On 3 November 2015, representatives from TRIAL, REDRESS and Terai Human Rights Defenders Alliance organized a meeting in Geneva with members of the United Nations Human Rights Committee (HRC) to address “Challenges to the Implementation of Human Rights Committee Views: the Case of Nepal.”
Despite 11 individual cases decided by the HRC between 2008 and 2015 on Nepal, the translation of those decisions into justice has been almost nonexistent. As a result, victims of human rights violations are consistently denied the rights recognized by the HRC, and have not received adequate redress or effective reparation. Moreover, no perpetrator of such crimes has been brought to justice and the Government has not put in place mechanisms to avoid similar violations in future.
Urgent action must therefore be taken in order to foster implementation of international human rights bodies’ recommendations. The Geneva meeting allowed participants to engage in a much needed dialogue about current efforts in support of the execution of international decisions, as well as obstacles hindering implementation.
As victims’ representatives, TRIAL and REDRESS stressed that the challenges in relation to implementation are systemic and pervade all realms of political as well as judicial institutions.
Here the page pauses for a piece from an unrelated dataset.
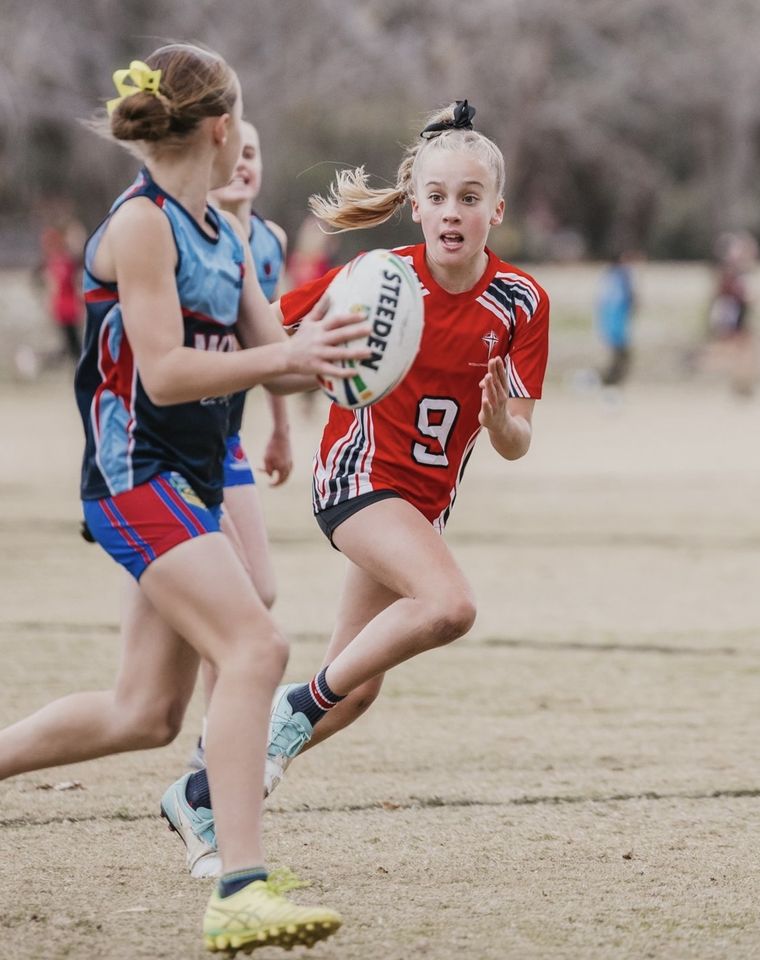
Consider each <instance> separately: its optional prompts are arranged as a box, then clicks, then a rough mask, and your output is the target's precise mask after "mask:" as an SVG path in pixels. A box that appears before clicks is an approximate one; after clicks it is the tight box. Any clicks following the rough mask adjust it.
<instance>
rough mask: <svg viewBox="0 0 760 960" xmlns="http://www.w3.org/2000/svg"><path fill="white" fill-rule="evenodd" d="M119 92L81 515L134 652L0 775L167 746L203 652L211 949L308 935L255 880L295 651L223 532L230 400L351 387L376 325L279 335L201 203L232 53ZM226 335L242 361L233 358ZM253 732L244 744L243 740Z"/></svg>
mask: <svg viewBox="0 0 760 960" xmlns="http://www.w3.org/2000/svg"><path fill="white" fill-rule="evenodd" d="M114 82H115V83H116V86H117V90H118V92H119V94H120V96H119V97H117V98H115V99H114V100H112V101H110V102H109V105H108V106H109V113H110V115H111V123H110V130H111V133H112V135H113V136H114V137H115V138H116V139H117V140H120V141H129V142H135V143H136V145H137V147H138V148H139V150H140V153H141V154H142V155H143V156H144V160H145V166H144V167H143V169H142V170H141V171H140V173H139V174H138V177H137V179H136V180H135V182H134V183H133V185H132V186H131V187H130V188H129V189H128V190H127V191H125V193H123V194H122V195H121V197H119V199H118V200H117V201H116V202H115V203H114V205H113V207H112V208H111V211H110V212H109V214H108V215H107V217H106V218H105V220H104V221H103V222H102V223H101V225H100V226H99V227H98V228H97V230H96V231H95V233H94V234H93V236H92V237H91V238H90V240H89V241H88V243H87V247H86V251H85V291H86V295H85V299H86V302H87V311H88V318H87V329H86V333H85V342H84V351H83V355H82V359H81V361H80V364H79V366H78V368H77V377H76V390H77V400H78V403H79V407H80V412H81V414H82V419H83V424H84V428H85V435H86V446H85V455H84V458H83V465H82V500H83V510H84V513H85V518H86V521H87V524H88V526H89V529H90V531H91V532H92V534H93V536H94V538H95V539H96V540H97V541H98V542H99V543H100V544H101V546H103V548H104V549H105V550H106V551H107V552H108V553H109V554H110V555H111V556H112V557H113V558H114V559H115V560H117V561H118V562H119V563H121V564H122V565H123V566H124V567H125V568H126V570H127V571H129V573H130V574H132V576H131V577H125V578H124V579H125V594H124V602H125V608H124V617H123V656H122V662H121V666H120V670H119V675H118V677H117V679H116V682H115V684H114V687H113V689H111V690H103V691H93V692H86V693H75V694H72V695H70V696H67V697H64V698H62V699H60V700H57V701H55V702H54V703H51V704H49V705H48V706H46V707H43V708H42V709H41V710H39V711H38V712H37V713H35V714H33V715H32V716H30V717H28V718H26V719H24V720H21V721H19V722H18V723H16V724H14V725H13V726H11V727H9V728H8V729H6V730H3V731H2V732H0V779H3V778H6V777H10V776H13V775H15V774H19V773H22V772H25V771H29V770H37V769H41V768H43V767H49V766H54V765H57V764H64V763H74V762H78V761H82V760H87V759H90V758H93V757H98V756H104V755H106V754H110V753H117V752H121V751H125V750H137V749H144V748H146V747H154V746H159V745H161V744H164V743H167V742H169V741H170V740H172V739H173V738H174V736H176V734H177V732H178V730H179V727H180V725H181V720H182V716H183V713H184V711H185V708H186V706H187V703H188V701H189V699H190V696H191V694H192V690H193V686H194V683H195V677H196V673H197V668H198V659H199V655H200V656H203V657H205V658H206V659H207V660H209V661H210V662H211V663H213V665H214V667H215V668H216V671H217V683H216V687H215V690H214V694H213V697H212V701H211V705H210V708H209V713H208V741H207V753H208V759H209V769H210V771H211V781H212V784H213V788H214V796H215V800H216V813H217V815H218V819H219V836H220V847H221V855H222V863H223V867H224V870H225V874H224V876H223V877H222V879H221V880H220V883H219V885H218V887H217V888H216V889H215V890H214V892H213V894H212V897H211V899H210V901H209V904H208V907H207V909H206V914H205V917H204V923H203V929H204V935H205V942H206V945H207V947H208V948H209V949H210V950H215V951H216V950H224V951H229V952H231V953H234V952H236V951H237V950H238V949H240V948H241V947H242V948H245V949H248V950H250V949H252V948H253V947H255V946H265V945H267V944H270V945H271V944H278V945H282V946H285V947H288V948H289V947H291V946H292V945H293V944H294V943H307V944H311V943H313V942H314V941H315V940H317V939H320V938H322V937H325V936H328V935H329V934H330V933H331V932H332V931H333V930H335V929H336V928H337V926H339V924H340V918H339V917H338V916H337V914H335V913H334V912H333V911H331V910H326V909H323V908H317V907H314V908H306V907H300V906H296V905H295V904H294V903H291V901H289V900H288V899H286V898H285V897H283V896H282V889H283V884H282V883H279V884H278V883H275V882H272V883H269V882H268V878H267V873H266V870H265V869H264V867H263V862H264V860H263V849H262V839H261V809H260V806H261V798H262V790H261V784H262V779H263V775H264V762H265V748H266V736H267V721H268V717H269V710H270V704H271V699H272V694H273V692H274V690H275V687H276V684H277V682H278V681H279V679H280V677H281V675H282V671H283V669H284V666H285V662H286V658H287V648H286V644H285V641H284V640H283V638H282V636H281V635H280V632H279V631H278V629H277V626H276V624H275V623H274V622H273V620H272V619H271V617H270V615H269V613H268V611H267V610H266V608H265V607H264V605H263V604H262V602H261V600H260V598H259V596H258V594H257V593H256V590H255V588H254V586H253V584H252V582H251V580H250V578H249V576H248V574H247V572H246V570H245V568H244V566H243V564H242V562H241V560H240V558H239V557H238V555H237V554H236V553H235V550H234V549H233V546H232V545H231V543H230V541H229V540H228V539H227V537H225V536H224V535H223V534H222V533H221V532H220V530H219V506H220V503H221V500H222V483H223V471H222V463H223V456H224V450H225V437H226V432H227V424H228V412H227V408H228V394H229V393H231V392H234V391H239V390H244V389H248V388H250V387H252V386H254V385H255V384H257V383H263V382H267V383H268V384H269V385H270V386H277V388H278V389H284V390H287V389H304V388H306V387H311V386H316V381H315V379H314V376H315V374H322V373H325V374H326V375H327V376H332V375H337V376H340V375H341V370H340V368H338V367H337V366H336V365H335V363H334V361H335V360H336V359H338V358H340V357H345V356H347V355H352V354H353V355H356V354H357V353H363V355H365V356H366V355H367V352H366V351H363V352H362V351H358V352H357V351H355V350H350V349H347V348H345V347H341V346H339V344H340V343H341V342H342V341H344V340H345V339H346V336H347V335H349V334H350V333H351V332H352V331H353V334H354V335H357V334H358V335H359V336H361V335H366V333H367V332H368V327H367V325H366V324H357V323H356V321H355V318H349V317H343V318H336V321H335V322H333V321H322V317H323V315H324V308H323V307H319V308H318V309H317V310H315V311H313V312H311V313H310V315H309V317H308V318H307V320H306V322H305V323H304V325H303V326H302V328H301V330H300V331H299V333H298V334H297V335H296V336H295V337H292V338H288V337H286V336H285V334H284V332H283V331H282V328H281V326H280V325H279V324H278V323H277V321H276V319H275V316H274V314H273V312H272V308H271V307H270V305H269V304H268V302H267V301H266V299H265V297H264V295H263V293H262V291H261V289H260V287H259V285H258V283H257V281H256V271H255V268H254V265H253V262H252V259H251V253H250V250H249V248H248V242H247V240H248V238H247V234H246V233H245V232H244V231H243V229H242V228H241V226H240V224H239V223H237V221H236V220H235V218H234V217H232V216H230V217H226V216H224V215H221V214H219V213H218V212H217V211H215V210H214V209H213V208H211V207H210V206H208V205H207V202H206V196H207V193H208V191H209V189H212V188H214V187H219V186H221V185H222V184H224V183H227V182H228V181H229V179H230V177H231V175H232V172H233V169H234V166H235V163H236V161H237V157H238V154H239V152H240V144H241V115H242V102H241V95H240V85H239V82H238V79H237V76H236V75H235V73H234V71H232V70H231V69H230V67H229V66H228V65H227V64H226V63H225V62H224V60H222V59H221V58H220V57H218V56H217V55H216V54H212V53H210V52H208V51H204V50H201V49H199V48H197V47H193V46H189V45H186V44H170V45H168V46H165V47H162V48H160V49H159V50H157V51H155V52H154V53H153V54H151V55H150V56H149V57H148V58H147V61H146V62H142V61H133V62H132V64H131V65H130V67H129V68H128V69H125V70H119V71H117V72H116V73H115V74H114ZM317 321H321V322H317ZM234 336H237V338H238V340H239V341H240V343H241V344H242V345H243V346H244V347H248V348H250V349H242V350H235V349H233V348H234ZM241 731H244V740H245V745H246V749H245V750H240V749H237V748H236V747H235V746H234V745H235V744H236V743H237V742H238V741H239V737H240V733H241ZM205 812H206V813H207V811H205ZM164 813H165V814H166V816H167V817H168V818H169V820H170V821H171V822H172V823H175V822H176V823H180V824H184V823H187V822H189V821H191V822H192V823H193V824H194V825H195V826H196V828H197V829H199V830H200V829H201V828H200V825H201V824H202V823H203V821H204V816H205V814H204V806H203V802H202V797H201V796H200V795H197V794H196V795H195V796H190V795H189V794H187V793H186V792H185V791H184V790H182V791H179V790H176V791H174V792H173V793H172V794H171V795H167V796H166V797H165V798H164Z"/></svg>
Promotion of individuals accused of serious human rights violations was seen as a particularly worrying example of the government’s lack of commitment to address relevant issues. Consequently, civil society organizations and victims face numerous obstacles in their quest for justice. For instance, speakers deplored a lack of willingness to engage in a productive dialogue with victims – or their representatives – which reflected a lack of political will to address the decisions of international human rights bodies. Despite regular submissions of letters and meetings with different Ministries, these actions have not resulted in any concrete commitment on the part of the government.
In addition, speakers underlined a lack of knowledge on one hand, and insufficient coordination on the other: governmental agencies do not coordinate their actions and there is no clear interlocutor responsible for implementation. Speakers raised concerns in relation to the recurrent referral of cases to ineffective and inadequate transitional justice bodies, in contravention of the HRC’s recommendations. Lack of specificity in relation to reparation measures granted by the HRC was further identified as a factor which adds to difficulties in achieving implementation. As a result, failure to provide victims with a fair remedy and to properly investigate, as well as prosecute, perpetrators prevails.
Several Committee members, including Chairperson Mr. Fabián Salvioli and Rapporteur on Follow-up on Views Mr. Victor Manuel Rodríguez-Rescia, attended the event. They favorably welcomed the possibility, put forward by the speakers, to consider mechanisms adopted by other systems – or regions – that have helped to encourage effective implementation of international human rights decisions. Finally, there was a positive discussion on how the HRC mechanism could be improved and a number of suggestions were expressed including greater specification in the drafting of recommendations in order to prevent misunderstandings, general guidelines for reparation measures, and modifications of the follow-up procedures so as to promote dialogue with Nepalese authorities. The Petitions and Inquiries Section and the Secretariat of the Committee also engaged positively in the meeting.
The first event of its sort, the informal briefing drew particularly positive feedback: civil society organizers were encouraged to continue their work on implementation and hold similar meetings for other countries.